State courts have shown a willingness to allow retroactive tax laws, while the U.S. Supreme Court has refused recent requests by taxpaying businesses to revisit one of its key holdings on the issue.
Normally, federal tax legislation is prospective, applying only to the future. But some Republican members of Congress are looking at doing it a little differently this time.
Rep. Mark Meadows (R-N.C.), chairman of the ultra-conservative House Freedom Caucus, and some others want parts of the bill to apply retroactively to Jan. 1, 2017, or another past date, so that taxpayers see an immediate benefit during the 2018 tax filing season. The retroactivity idea comes as some Republican lawmakers fret privately about the lack of a clear legislative victory so far and how it might affect their re-election prospects.
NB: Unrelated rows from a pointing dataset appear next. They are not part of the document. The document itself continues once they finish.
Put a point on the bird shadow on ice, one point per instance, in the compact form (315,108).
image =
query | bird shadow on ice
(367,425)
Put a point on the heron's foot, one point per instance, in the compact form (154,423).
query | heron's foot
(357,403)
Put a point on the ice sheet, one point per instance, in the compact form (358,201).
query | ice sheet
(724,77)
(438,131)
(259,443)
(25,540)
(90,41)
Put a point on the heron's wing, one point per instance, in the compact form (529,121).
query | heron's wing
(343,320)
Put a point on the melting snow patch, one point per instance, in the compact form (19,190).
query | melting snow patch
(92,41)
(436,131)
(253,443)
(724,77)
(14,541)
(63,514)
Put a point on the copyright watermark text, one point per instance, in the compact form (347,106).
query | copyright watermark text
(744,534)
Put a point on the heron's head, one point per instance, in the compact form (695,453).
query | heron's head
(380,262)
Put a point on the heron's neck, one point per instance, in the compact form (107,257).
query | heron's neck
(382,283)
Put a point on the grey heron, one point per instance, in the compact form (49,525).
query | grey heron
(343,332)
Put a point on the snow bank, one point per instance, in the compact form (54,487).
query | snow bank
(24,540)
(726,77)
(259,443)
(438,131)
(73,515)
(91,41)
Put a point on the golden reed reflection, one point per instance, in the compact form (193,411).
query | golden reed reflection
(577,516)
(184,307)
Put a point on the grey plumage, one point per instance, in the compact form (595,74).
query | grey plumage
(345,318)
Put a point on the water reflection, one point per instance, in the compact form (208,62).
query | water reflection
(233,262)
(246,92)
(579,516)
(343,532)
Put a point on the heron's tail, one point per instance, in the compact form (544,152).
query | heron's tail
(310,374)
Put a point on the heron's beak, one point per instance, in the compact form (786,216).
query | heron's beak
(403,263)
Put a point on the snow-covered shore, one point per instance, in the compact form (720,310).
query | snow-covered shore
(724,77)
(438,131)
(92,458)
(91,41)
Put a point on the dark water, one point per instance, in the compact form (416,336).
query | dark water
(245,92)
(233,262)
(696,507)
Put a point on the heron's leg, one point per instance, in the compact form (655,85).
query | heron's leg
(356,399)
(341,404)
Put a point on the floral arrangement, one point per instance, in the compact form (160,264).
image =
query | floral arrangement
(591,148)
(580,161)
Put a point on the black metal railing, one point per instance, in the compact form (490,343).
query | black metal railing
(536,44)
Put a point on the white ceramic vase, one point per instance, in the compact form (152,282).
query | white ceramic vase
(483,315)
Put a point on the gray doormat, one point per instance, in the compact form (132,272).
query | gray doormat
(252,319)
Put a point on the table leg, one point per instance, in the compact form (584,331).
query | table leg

But retroactive changes are difficult to administer and would make a tax reform bill more expensive, while the economic benefits from such a move aren’t clear-cut, several lobbyists and former staff members told Bloomberg BNA.
Meadows will have a very difficult time getting approval for retroactive provisions, and many states, including North Carolina, probably won’t be inclined to follow in the footsteps of Congress if that means reduced revenue, a staff advisor to a ranking GOP member of the House told Bloomberg BNA on the condition of anonymity because he isn’t authorized to speak amid ongoing tax-reform negotiations.
“States might go along with revenue raisers if Congress were to apply them retroactively,” the staff member said.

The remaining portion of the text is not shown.